#### Summer of Reproducibility - noWorkflow base experiment

This Jupyter Notebook dedicated to walk you through noWorkflow applications in Data Science and Machine Learning. It is result of our work in the Summer of Reproducibility from OSPO UCSC 2023.

This Notebook is an usecase based on the problem of Fraud Detection. We partially replicates the work "The effect of feature extraction and data sampling on credit card fraud detection.".The interested reader is invited to consult the original work [here].(https://link.springer.com/article/10.1186/s40537-023-00684-w). 

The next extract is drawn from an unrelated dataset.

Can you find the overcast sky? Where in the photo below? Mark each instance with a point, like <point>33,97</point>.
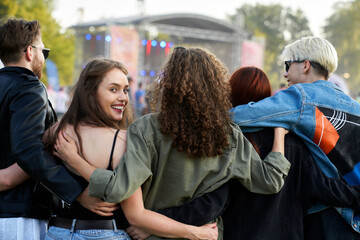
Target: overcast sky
<point>67,11</point>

In this notebook we aim to assess how provenance recollection with [noWorkflow](https://github.com/gems-uff/noworkflow) works in a classical DS/ML subject. 

In [2]:
from sklearn.decomposition import PCA
from sklearn.metrics import roc_auc_score, f1_score
from sklearn.ensemble import RandomForestClassifier
from imblearn.under_sampling import RandomUnderSampler
from sklearn.model_selection import train_test_split
import pandas as pd
import xgboost as xgb
import lightgbm as lgb
import catboost as cat

#### Reading the dataset

In [3]:
now_tag('dataset_reading')
df = pd.read_csv('dataset/creditcard.csv', encoding='utf-8')

### Feature engineering stage

Separate the features and target variable. First step in feature treatment.

In [5]:
X = df.drop('Class', axis=1)
y = df['Class']

#### Feature engineering: Apply PCA for feature extraction.

Here we define hyperparam_def tag given that n_components argument in PCA is required

In [6]:
pca_components = now_variable('pca_components', 3)
pca = PCA(n_components=pca_components)  # Adjust the number of components as needed
X_pca = pca.fit_transform(X)

Evaluation(id=48, checkpoint=1399.998662652, code_component_id=919, activation_id=45, repr=3)


#### Feature engineering: Apply random undersampling over the extracted features

Another case of feature engineering operation with hyperparameter definition. Here is random_state value for RandmUnderSampler


In [7]:
random_seed = now_variable('random_seed', 42)
rus = RandomUnderSampler(random_state=random_seed)
X_resampled, y_resampled = rus.fit_resample(X_pca, y)

Evaluation(id=66, checkpoint=1404.694020646, code_component_id=952, activation_id=63, repr=42)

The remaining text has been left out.